Trans East Airlines
| IATA | ICAO | Call sign |
| - | - | - |
- Founded: 1965; 61 years ago
- Ceased operations: 1971; 55 years ago
- Operating bases: Manchester–Boston Regional Airport
- Fleet size: 11

= Trans East Airlines =

US airline

Trans East Airlines was an airline that was based in Manchester, New Hampshire, and in New York City during the 1960s. It ceased its operations in 1972. Trans East Airlines was the fixed-base operator (FBO) at Bangor International Airport in Bangor, Maine, beginning in 1968.

==History==
Trans East Airlines was formed in 1963 as Statewide Airlines, by two brothers, Norman Kaye and Harvey Kaye. Also in 1963, this airlines was issuing stock under the name, Trans-East Air Inc. Trans East Airlines operated scheduled commuter services from LaGuardia Airport and John F. Kennedy International Airport to Albany, New York; Bangor, Maine; Bedford, Massachusetts; Fitchburg, Massachusetts; Manchester, New Hampshire; Portland, Maine; and Lebanon, New Hampshire.

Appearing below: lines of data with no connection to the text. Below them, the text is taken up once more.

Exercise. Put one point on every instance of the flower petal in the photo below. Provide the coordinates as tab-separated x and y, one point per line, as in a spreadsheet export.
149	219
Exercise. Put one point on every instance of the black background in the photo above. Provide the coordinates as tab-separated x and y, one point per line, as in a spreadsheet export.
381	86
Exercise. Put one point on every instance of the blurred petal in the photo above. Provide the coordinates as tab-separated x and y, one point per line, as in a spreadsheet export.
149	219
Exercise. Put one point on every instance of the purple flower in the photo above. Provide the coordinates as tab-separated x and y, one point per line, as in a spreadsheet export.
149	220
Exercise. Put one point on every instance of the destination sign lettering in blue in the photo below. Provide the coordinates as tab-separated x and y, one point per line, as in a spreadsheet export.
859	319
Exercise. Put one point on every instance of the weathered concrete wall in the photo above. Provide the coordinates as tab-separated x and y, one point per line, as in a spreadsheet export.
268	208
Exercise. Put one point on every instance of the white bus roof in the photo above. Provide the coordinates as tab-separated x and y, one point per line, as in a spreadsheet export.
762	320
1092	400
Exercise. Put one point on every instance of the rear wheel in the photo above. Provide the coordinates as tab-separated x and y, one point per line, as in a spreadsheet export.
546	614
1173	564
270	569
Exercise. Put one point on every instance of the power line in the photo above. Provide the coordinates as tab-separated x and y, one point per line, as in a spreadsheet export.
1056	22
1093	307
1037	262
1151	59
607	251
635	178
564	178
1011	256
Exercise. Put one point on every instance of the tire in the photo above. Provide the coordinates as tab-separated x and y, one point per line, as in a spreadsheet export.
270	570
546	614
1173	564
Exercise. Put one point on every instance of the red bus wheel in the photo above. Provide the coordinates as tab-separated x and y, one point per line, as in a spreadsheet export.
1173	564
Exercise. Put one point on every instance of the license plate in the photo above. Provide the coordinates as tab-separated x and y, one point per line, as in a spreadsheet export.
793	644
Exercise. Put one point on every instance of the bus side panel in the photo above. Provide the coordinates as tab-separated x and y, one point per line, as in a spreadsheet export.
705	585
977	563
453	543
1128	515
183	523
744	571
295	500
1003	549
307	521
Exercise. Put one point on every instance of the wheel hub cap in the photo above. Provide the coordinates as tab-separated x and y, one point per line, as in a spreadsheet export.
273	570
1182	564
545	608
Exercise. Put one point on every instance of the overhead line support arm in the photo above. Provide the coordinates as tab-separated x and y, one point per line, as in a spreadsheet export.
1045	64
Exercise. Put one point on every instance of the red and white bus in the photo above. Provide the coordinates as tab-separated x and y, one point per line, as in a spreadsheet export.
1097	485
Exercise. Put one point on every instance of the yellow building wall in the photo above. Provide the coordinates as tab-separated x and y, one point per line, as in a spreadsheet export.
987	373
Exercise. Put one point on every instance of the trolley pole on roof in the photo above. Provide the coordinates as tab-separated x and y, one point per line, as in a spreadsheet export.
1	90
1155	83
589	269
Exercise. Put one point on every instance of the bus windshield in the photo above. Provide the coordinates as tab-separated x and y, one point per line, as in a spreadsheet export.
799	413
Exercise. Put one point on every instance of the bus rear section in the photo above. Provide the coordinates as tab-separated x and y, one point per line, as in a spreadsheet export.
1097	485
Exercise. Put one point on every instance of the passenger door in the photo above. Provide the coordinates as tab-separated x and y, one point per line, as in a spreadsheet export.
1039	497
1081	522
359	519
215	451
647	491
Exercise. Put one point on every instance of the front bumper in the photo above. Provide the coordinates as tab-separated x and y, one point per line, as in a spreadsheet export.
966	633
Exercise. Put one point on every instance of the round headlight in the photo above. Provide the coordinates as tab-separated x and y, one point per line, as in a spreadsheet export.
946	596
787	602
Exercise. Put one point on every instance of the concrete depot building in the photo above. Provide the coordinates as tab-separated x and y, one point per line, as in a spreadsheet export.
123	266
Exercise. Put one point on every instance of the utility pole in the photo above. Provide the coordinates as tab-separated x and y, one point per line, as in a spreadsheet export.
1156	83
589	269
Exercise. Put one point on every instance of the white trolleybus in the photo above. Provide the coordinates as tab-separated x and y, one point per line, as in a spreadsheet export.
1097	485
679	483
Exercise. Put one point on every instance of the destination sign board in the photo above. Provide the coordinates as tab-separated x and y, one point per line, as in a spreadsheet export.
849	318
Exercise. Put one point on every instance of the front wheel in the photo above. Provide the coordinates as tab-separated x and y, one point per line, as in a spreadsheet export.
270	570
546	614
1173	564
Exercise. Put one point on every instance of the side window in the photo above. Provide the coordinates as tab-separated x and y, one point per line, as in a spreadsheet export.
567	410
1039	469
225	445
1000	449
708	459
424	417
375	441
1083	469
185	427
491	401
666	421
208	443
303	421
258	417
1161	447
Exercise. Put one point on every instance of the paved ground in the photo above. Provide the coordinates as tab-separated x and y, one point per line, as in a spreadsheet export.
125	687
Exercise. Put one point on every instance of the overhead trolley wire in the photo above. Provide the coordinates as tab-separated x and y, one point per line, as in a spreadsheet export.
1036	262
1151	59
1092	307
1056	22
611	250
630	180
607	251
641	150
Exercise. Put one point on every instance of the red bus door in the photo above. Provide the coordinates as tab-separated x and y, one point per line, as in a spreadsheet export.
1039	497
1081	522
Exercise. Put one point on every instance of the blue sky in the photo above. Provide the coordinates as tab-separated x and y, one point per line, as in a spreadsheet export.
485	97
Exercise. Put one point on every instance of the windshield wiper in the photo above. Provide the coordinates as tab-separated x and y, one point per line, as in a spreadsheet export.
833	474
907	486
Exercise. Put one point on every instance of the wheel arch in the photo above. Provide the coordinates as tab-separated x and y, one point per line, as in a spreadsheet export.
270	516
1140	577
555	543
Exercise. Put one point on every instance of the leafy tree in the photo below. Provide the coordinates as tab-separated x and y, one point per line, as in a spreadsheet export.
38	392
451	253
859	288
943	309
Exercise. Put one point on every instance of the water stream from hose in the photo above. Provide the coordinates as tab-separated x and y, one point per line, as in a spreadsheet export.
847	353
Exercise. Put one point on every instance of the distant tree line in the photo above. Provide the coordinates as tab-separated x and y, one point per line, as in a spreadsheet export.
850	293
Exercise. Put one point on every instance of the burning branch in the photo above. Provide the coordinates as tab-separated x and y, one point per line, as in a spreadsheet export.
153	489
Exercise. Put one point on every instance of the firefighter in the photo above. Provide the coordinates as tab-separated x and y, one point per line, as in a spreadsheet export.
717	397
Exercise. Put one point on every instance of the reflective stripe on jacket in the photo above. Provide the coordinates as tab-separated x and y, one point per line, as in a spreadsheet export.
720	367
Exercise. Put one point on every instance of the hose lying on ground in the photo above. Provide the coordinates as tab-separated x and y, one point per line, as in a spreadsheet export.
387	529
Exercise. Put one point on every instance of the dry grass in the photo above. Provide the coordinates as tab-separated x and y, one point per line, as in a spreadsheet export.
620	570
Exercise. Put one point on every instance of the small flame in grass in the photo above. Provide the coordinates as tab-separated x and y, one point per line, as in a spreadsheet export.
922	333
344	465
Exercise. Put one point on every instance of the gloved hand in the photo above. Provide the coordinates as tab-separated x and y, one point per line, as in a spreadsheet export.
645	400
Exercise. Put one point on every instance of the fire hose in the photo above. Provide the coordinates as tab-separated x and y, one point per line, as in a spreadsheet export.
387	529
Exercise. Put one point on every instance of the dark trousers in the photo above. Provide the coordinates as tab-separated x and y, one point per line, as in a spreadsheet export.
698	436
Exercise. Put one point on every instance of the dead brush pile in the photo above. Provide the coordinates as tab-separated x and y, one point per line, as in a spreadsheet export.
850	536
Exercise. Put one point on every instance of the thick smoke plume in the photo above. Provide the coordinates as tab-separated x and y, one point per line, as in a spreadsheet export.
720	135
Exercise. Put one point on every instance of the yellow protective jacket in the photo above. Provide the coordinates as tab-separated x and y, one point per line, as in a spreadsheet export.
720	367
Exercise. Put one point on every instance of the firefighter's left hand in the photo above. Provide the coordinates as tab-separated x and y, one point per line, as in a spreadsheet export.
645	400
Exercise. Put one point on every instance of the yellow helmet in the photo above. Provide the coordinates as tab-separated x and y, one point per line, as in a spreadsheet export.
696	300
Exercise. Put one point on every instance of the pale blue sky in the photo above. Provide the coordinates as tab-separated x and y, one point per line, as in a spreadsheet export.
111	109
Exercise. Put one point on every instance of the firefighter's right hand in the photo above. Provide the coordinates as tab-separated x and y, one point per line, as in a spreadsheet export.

Trans East Airlines also operated the airports at Bethel, New York, and Bangor, Maine. Their head office was at 555 Fifth Avenue, New York, New York. In late 1968 Trans East discontinued their scheduled commuter services, and focused on their fixed-base operator position at Bangor International Airport. At that point, they were renamed Trans East Air International.

==Bangor International Airport==
In one of his biggest promotional coups, Norman Kaye took out a full-page ad in The New York Times headlined: “Can Bangor, Maine, answer New York’s air congestion problem?” Not only did Kaye explain why that was the case, he also flew 100 major airline executives to Bangor International Airport to inspect the airport. The tactic garnered national attention and prompted a closer look through a Newsweek magazine article in 1970.

Trans East Airlines took over the refueling and general aviation business at Bangor International Airport after the military abandoned Dow Air Force Base in 1968. Though Trans East Airlines still had financial commitments in New Hampshire, it quickly established Bangor, Maine as a key Atlantic Coast airport for supplemental air carriers. Scheduled air carriers used Bangor International Airport as an alternate stop for refueling and other services.

==Executives==
In 1969, the executives of Trans East Airlines were:
- President: Walter S. Blandford
- Vice Presidents: Harvey Kaye and Edwin W. Breed
- Operations Director: Captain D. Brown

==Stewardesses==
In spring 1968, there was a need for mini-stewardesses, also known as mini-stews, for Trans East Airlines, as the cabin height of the Twin Otter aircraft was limited. Stewardesses had to be 5 ft tall or shorter to work on the specially designed short-haul aircraft.

==Fleet==
During 1968, the Trans East Airlines fleet of aircraft consisted of:
- 6 DHC-6 Twin Otter
- 2 Beechcraft Model 18
- 1 Piper Aztec
- 2 Piper Cherokee 180

==See also==
- List of defunct airlines of the United States

==Fictional References==
Trans East Airlines was the fictional airline used in the 1961 Twilight Zone episode "The Arrival".